Monsieur Renaults Besuch in Salzburg
Der Blick geht heute zurück auf die Anfänge des Salzburger Motorsports, auf das erste internationale Ereignis. Genau vor 120 Jahren war Salzburg Zwischenstation der Fernfahrt Paris–Wien. Und Salzburg feierte am 28. und 29. Juni 1902 mit einer Begeisterung, die zuvor
noch undenkbar schien. Denn Gegner der „neuen Maschinen“
hatten viele Monate versucht, die Durchfahrt zu verhindern, die „körperliche Sicherheit sei
gefährdet“, hieß es. Die Behörden gaben aber grünes Licht, den Autoherstellern sollte Gelegenheit gegeben werden, ihre Produkte zu zeigen und Käufer zu gewinnen.
Und so rollten die Autos, von
Paris über die Schweiz, Bregenz
und Innsbruck kommend, auf Salzburg zu. Die Probleme auf den geschotterten Straßen waren für die mehr als 100 Teilnehmer riesig, auf steilen Anstiegen nahe Lofer mussten
Pferde vorgespannt werden, um die motorisch schwachen Gefährte in die Höhe zu bringen.
Das Gros schaffte es bis zum Salzburger Etappenziel beim Gasthaus Trautmann in Maxglan (heute Noisternig), wo Hunderte neugierige Zuschauer auf eigens errichteten Tribünen die Fahrer erwarteten. Als Erster
traf um 13.41 Uhr der englische Offizier Baron Maurice de Forest ein, als Dritter kam Marcel Renault, der letzte Pilot erreichte Salzburg gegen 22 Uhr. Alle
Autos wurden im Hof der Franz-Josef-Kaserne an der Paris-Lodron-Straße geparkt und für die Schlussetappe nach
Wien hergerichtet.

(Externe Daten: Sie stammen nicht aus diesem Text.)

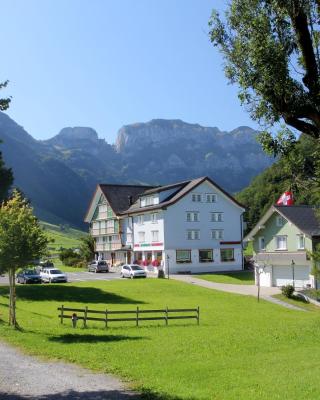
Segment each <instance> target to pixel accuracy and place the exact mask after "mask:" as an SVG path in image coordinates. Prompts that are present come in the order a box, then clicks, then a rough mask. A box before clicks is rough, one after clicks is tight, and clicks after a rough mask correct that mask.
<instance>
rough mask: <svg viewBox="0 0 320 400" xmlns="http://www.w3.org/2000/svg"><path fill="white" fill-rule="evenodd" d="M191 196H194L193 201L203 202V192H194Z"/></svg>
mask: <svg viewBox="0 0 320 400" xmlns="http://www.w3.org/2000/svg"><path fill="white" fill-rule="evenodd" d="M191 198H192V201H194V202H197V203H199V202H201V194H198V193H192V195H191Z"/></svg>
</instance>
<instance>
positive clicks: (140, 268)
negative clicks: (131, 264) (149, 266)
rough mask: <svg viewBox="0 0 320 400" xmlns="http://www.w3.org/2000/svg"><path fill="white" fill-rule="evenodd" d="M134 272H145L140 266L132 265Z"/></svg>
mask: <svg viewBox="0 0 320 400" xmlns="http://www.w3.org/2000/svg"><path fill="white" fill-rule="evenodd" d="M131 269H132V271H144V269H143V268H141V267H139V265H131Z"/></svg>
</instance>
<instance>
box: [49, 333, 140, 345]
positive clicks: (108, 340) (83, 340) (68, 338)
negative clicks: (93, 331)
mask: <svg viewBox="0 0 320 400" xmlns="http://www.w3.org/2000/svg"><path fill="white" fill-rule="evenodd" d="M141 339H145V338H143V337H142V336H125V335H89V334H88V335H79V334H74V335H73V334H71V333H67V334H64V335H59V336H51V337H50V338H49V341H50V342H58V343H98V342H104V343H108V342H119V341H121V340H130V341H131V340H141Z"/></svg>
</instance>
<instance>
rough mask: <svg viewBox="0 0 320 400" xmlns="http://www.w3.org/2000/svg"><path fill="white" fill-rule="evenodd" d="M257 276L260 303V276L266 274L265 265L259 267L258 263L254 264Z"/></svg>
mask: <svg viewBox="0 0 320 400" xmlns="http://www.w3.org/2000/svg"><path fill="white" fill-rule="evenodd" d="M253 266H254V270H255V274H256V277H257V286H258V302H259V301H260V275H261V274H262V273H263V272H264V269H265V267H266V266H265V265H259V264H258V263H257V262H255V263H254V264H253Z"/></svg>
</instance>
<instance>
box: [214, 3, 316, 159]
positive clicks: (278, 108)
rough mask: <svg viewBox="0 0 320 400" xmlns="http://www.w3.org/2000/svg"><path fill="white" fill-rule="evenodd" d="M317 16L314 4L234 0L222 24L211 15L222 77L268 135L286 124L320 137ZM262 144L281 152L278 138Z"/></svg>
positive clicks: (298, 130) (274, 150) (292, 138)
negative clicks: (230, 86) (222, 61)
mask: <svg viewBox="0 0 320 400" xmlns="http://www.w3.org/2000/svg"><path fill="white" fill-rule="evenodd" d="M319 14H320V5H319V1H317V0H233V1H232V2H231V3H230V5H229V7H228V9H227V11H226V14H225V20H224V21H223V20H222V19H221V18H220V16H219V14H218V13H217V12H216V11H214V12H213V14H212V17H211V19H210V22H209V26H210V37H211V41H212V43H213V44H214V45H215V46H218V48H219V49H220V50H221V52H222V54H223V56H224V60H225V73H226V76H227V78H228V79H229V81H230V82H231V83H236V84H237V85H238V86H239V98H240V101H241V103H242V104H243V105H245V106H246V107H247V108H248V110H249V112H250V114H251V117H252V118H253V119H254V120H257V121H259V122H260V123H261V124H262V125H264V126H265V127H266V129H267V131H268V128H270V127H271V126H273V125H274V124H275V123H278V122H281V121H284V122H285V123H286V124H287V125H288V126H290V127H292V128H294V129H296V130H297V131H299V132H302V133H304V134H306V135H309V136H310V137H312V138H314V139H317V140H319V138H320V104H319V96H320V77H319V68H320V65H319V37H320V33H319ZM263 139H264V145H265V146H267V147H268V146H269V148H273V149H274V152H275V153H277V152H279V148H277V146H279V144H278V143H277V142H278V141H277V138H274V137H273V136H272V135H271V134H270V133H269V132H268V133H267V134H265V135H264V138H263ZM290 140H291V141H294V138H293V137H292V138H291V139H290Z"/></svg>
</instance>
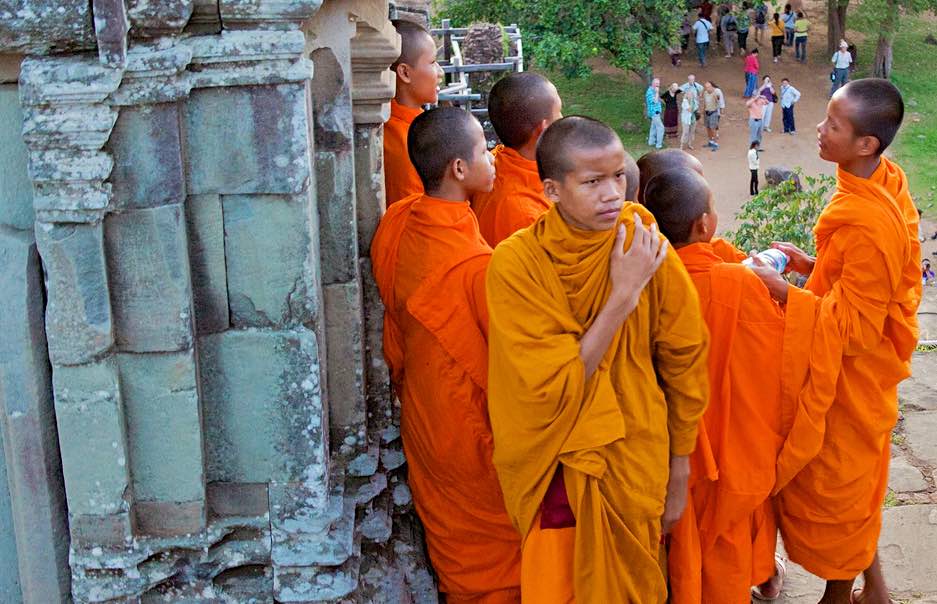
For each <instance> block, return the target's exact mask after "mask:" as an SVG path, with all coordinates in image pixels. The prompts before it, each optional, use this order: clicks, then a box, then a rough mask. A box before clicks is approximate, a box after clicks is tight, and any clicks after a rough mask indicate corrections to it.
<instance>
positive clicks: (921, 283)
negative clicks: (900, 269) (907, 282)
mask: <svg viewBox="0 0 937 604" xmlns="http://www.w3.org/2000/svg"><path fill="white" fill-rule="evenodd" d="M933 284H934V269H932V268H931V266H930V260H929V259H927V258H925V259H924V260H921V285H933Z"/></svg>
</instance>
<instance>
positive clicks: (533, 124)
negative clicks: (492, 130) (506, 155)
mask: <svg viewBox="0 0 937 604" xmlns="http://www.w3.org/2000/svg"><path fill="white" fill-rule="evenodd" d="M559 105H560V97H559V94H557V92H556V87H555V86H553V84H552V83H551V82H550V80H548V79H546V78H545V77H543V76H542V75H540V74H537V73H533V72H531V71H525V72H521V73H511V74H508V75H506V76H505V77H503V78H501V79H500V80H498V82H497V83H496V84H495V85H494V87H493V88H492V89H491V93H490V94H489V95H488V117H489V118H491V125H492V126H494V129H495V133H497V135H498V138H499V139H500V140H501V142H502V143H504V144H505V145H506V146H508V147H512V148H515V149H516V148H518V147H521V146H522V145H524V144H526V143H527V142H528V141H529V140H530V137H531V136H533V134H534V133H535V132H536V130H537V127H538V126H539V125H540V124H541V123H542V122H543V120H548V122H552V121H553V120H554V119H555V116H557V115H558V114H559V112H560V107H559Z"/></svg>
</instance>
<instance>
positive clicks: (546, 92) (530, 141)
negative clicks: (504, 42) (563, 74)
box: [472, 71, 563, 248]
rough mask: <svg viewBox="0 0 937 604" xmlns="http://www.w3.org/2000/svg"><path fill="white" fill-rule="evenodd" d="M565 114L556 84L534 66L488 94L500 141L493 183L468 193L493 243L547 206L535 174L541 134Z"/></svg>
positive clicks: (506, 78) (495, 155)
mask: <svg viewBox="0 0 937 604" xmlns="http://www.w3.org/2000/svg"><path fill="white" fill-rule="evenodd" d="M561 117H563V102H562V101H561V100H560V96H559V94H558V93H557V91H556V86H554V85H553V83H552V82H550V80H548V79H546V78H545V77H543V76H542V75H540V74H539V73H536V72H534V71H524V72H519V73H510V74H508V75H506V76H504V77H503V78H501V79H500V80H498V81H497V82H496V83H495V85H494V86H493V87H492V88H491V92H490V93H488V119H489V120H490V121H491V125H492V127H493V128H494V130H495V134H497V135H498V140H499V141H501V145H502V146H501V148H500V150H499V151H498V153H497V154H496V155H495V184H494V187H492V189H491V191H490V192H488V193H476V194H475V195H473V196H472V209H473V210H474V211H475V215H476V216H477V217H478V230H479V231H480V232H481V234H482V237H484V238H485V241H487V242H488V245H490V246H491V247H492V248H494V247H495V246H496V245H498V244H499V243H500V242H501V241H502V240H503V239H506V238H507V237H509V236H511V235H513V234H514V232H515V231H517V230H519V229H522V228H525V227H528V226H530V225H531V224H533V223H534V221H535V220H537V218H539V217H540V215H541V214H543V213H544V212H546V211H547V210H549V209H550V206H551V204H550V202H549V200H548V199H547V198H546V197H545V196H544V195H543V184H542V183H541V182H540V176H539V175H538V174H537V161H536V149H537V141H538V140H539V139H540V135H541V134H543V131H544V130H546V129H547V128H548V127H549V126H550V124H552V123H553V122H555V121H556V120H558V119H560V118H561Z"/></svg>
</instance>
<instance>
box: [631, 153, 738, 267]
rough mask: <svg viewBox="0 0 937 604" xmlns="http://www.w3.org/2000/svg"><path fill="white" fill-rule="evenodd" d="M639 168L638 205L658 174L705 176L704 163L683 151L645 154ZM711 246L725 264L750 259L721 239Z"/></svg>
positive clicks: (732, 246) (732, 245) (715, 237)
mask: <svg viewBox="0 0 937 604" xmlns="http://www.w3.org/2000/svg"><path fill="white" fill-rule="evenodd" d="M637 167H638V175H639V179H640V184H639V186H638V191H637V196H636V199H637V201H638V203H644V188H645V187H646V186H647V183H648V182H650V180H651V179H652V178H654V177H655V176H657V175H658V174H661V173H663V172H667V171H669V170H692V171H694V172H696V173H697V174H699V175H700V176H704V174H703V164H702V162H700V160H698V159H696V157H694V156H693V155H691V154H689V153H687V152H686V151H684V150H682V149H673V148H671V149H660V150H658V151H651V152H649V153H645V154H644V155H642V156H641V157H640V159H638V162H637ZM709 244H710V246H711V247H712V249H713V252H714V253H715V254H716V255H717V256H719V257H720V258H722V260H724V261H725V262H741V261H742V260H745V259H746V258H748V254H746V253H744V252H742V251H741V250H739V249H737V248H736V247H735V246H734V245H732V244H731V243H729V242H728V241H726V240H725V239H723V238H721V237H713V238H712V239H710V241H709Z"/></svg>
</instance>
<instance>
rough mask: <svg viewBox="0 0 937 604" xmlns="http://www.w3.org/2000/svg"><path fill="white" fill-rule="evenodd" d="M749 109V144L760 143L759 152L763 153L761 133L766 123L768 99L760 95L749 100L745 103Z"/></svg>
mask: <svg viewBox="0 0 937 604" xmlns="http://www.w3.org/2000/svg"><path fill="white" fill-rule="evenodd" d="M745 106H746V107H748V144H749V145H751V144H752V143H755V142H757V143H758V150H759V151H761V133H762V131H763V128H764V125H765V122H764V117H765V107H767V106H768V99H766V98H765V97H763V96H761V95H758V96H756V97H752V98H750V99H748V101H747V102H746V103H745Z"/></svg>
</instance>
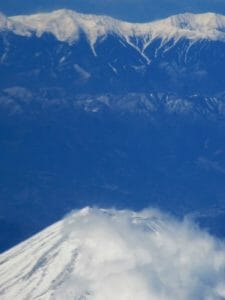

Das für die Teilnehmer im Kurpark angesetzte Konzert war nur spärlich
besucht, die Piloten waren zu erschöpft und wollten ein paar Stunden schlafen.
Tags darauf wurde ab 6.45 Uhr in Gnigl gestartet, für die Orte entlang der Strecke bis
Wien war die Durchfahrt ein
Volksfest, ebenso das Finale auf der Trabrennbahn in Wien. Sieger wurde Marcel Renault, dessen 34-PS-Eigenbau motorisch zwar schwächer, aber zuverlässiger als die Konkurrenz war. Renault hatte mit seinen Brüdern 1898 die Produktion von Autos
begonnen. Die 1432 Kilometer von Paris nach Wien bewältigte er mit einer Durchschnittsgeschwindigkeit von 62,4 km/h,
Tanken, Reifenwechsel und Reparaturen mit eingerechnet. Zweiter wurde der englische Mercedes-Fahrer William Graf Zborowski, der allerdings zurückversetzt wurde, weil er an der Schweizer Grenze vom Zoll aufgehalten wurde und 48 Strafminuten aufgebrummt bekam. Renault und Zborowski starben ein Jahr später, der Franzose bei der Fernfahrt Paris–Madrid nahe Bordeaux, Zborowski bei einem Bergrennen nahe Nizza.